I don't use Bing for my day to day search but I've used their travel search and it's not too bad. It's definitely no Hipmunk, but it's clean, minimal and pretty snappy.

They've made some effort to take a dull product, make it useful, improve its design and differentiate it from the competition. Yeah, the logo is hideous and embarrassing. Yeah, they've also spent a lot of cash on the advertising.

In the end, though, they've expended more effort in making their search product worth using than Yahoo has recently. So bravo.

Meanwhile: Boy, has Yahoo just lost its fighting spirit or what? What are they doing over there? There's never any interesting news from their corner. Stuck in the mud. They don't even own their search results or PPC product anymore. It's a shame, they've got a good and trusted brand.

Yahoo, within the last five years especially, seemed to fall victim to the economics of the search engine space. That is, they failed to properly differentiate their product in any meaningful way and never once had a very strong focus on the experience of search. Web search just became too important and they were relegated to continually play catch-up while Microsoft crafted their strategy which, from this bit of news, seemed to have been fairly effective.
For sure. For a while there, I tried it as my default. I came back to Google for the long tails on my obscure coding error searches, but until the recent Google revamp, I would go back to Bing specifically for image searches.

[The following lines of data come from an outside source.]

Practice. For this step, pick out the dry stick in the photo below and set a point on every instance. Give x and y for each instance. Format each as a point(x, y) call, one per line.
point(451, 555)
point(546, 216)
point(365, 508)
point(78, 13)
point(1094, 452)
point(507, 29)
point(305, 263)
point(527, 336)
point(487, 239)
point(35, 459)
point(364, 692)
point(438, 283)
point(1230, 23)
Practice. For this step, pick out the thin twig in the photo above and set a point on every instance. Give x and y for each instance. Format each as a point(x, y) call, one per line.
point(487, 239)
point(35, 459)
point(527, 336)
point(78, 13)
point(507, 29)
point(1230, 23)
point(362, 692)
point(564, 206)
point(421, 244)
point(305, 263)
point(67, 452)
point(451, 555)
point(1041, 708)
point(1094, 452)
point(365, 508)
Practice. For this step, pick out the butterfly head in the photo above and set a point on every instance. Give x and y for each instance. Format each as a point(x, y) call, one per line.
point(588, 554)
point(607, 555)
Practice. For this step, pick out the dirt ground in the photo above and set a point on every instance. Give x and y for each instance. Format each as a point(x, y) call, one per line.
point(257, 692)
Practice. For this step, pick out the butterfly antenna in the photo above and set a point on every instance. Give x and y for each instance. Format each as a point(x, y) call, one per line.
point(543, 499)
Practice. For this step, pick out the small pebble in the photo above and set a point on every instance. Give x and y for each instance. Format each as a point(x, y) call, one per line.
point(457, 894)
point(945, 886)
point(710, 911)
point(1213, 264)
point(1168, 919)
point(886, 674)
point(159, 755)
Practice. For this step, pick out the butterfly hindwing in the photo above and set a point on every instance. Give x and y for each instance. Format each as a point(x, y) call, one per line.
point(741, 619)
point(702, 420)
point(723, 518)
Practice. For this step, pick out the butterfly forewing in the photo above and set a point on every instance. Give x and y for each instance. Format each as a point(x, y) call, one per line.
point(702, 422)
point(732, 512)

Also, I still use Bing for certain, ahem, less savory searches. They have Google beat for that. I think they optimize for it, whereas Google has stated that they don't key on it either way.

Either way, shaking up the search landscape is a good thing for all of us even if you never touch Bing. Google has definitely been forced back to innovate their search UX since Bing has come out (Image search, Instant, reformatting the results screen, etc.). We all win in that scenario.

You're right, they've definitely earned a distant number 2. Hooray!
Bing has a tough battle especially because most people (including me) equate the notion of a comprehensive search result for a query to what Google produces for that query. That is expected considering we have used it for so long.

Bing is my default search engine because I'm paranoid about Google's tracking practices. In my experience, I still see cases where I do not find (all results, enough results, related results, etc) what I want on Bing and then I try Google and find it.

They've done a decent job nevertheless.

They certainly built a great product, but it's easier to gain market share when you have a $300 million marketing budget.

Aside from heavy branding, they also built an absolutely brilliant, perfectly executed long-tail SEM campaign.

According to my internal data, Bing is one of the largest advertisers on both Yahoo and Google, approaching eBay and Amazon in volume.

SEMRush shows 50,000 paid keywords for Bing- but that's a tiny fraction of their actual ad spend.

So, does Bing finally allow restricting your search results to specific period? The lack of this crucial feature was why I wouldn't even bother using it, and it still doesn't seem to be available (I just had a quick look out of curiosity).
Another data sample (5 billion pageviews per month) that doesn't exactly confirm the Nielson data http://gs.statcounter.com/#search_engine-US-weekly-200931-20...
All that aggressive advertising looks like it has paid off. And competition is always good for any market.
Is it that big of a deal considering Bing powers Yahoo search anyway...? The two companies have a partnership.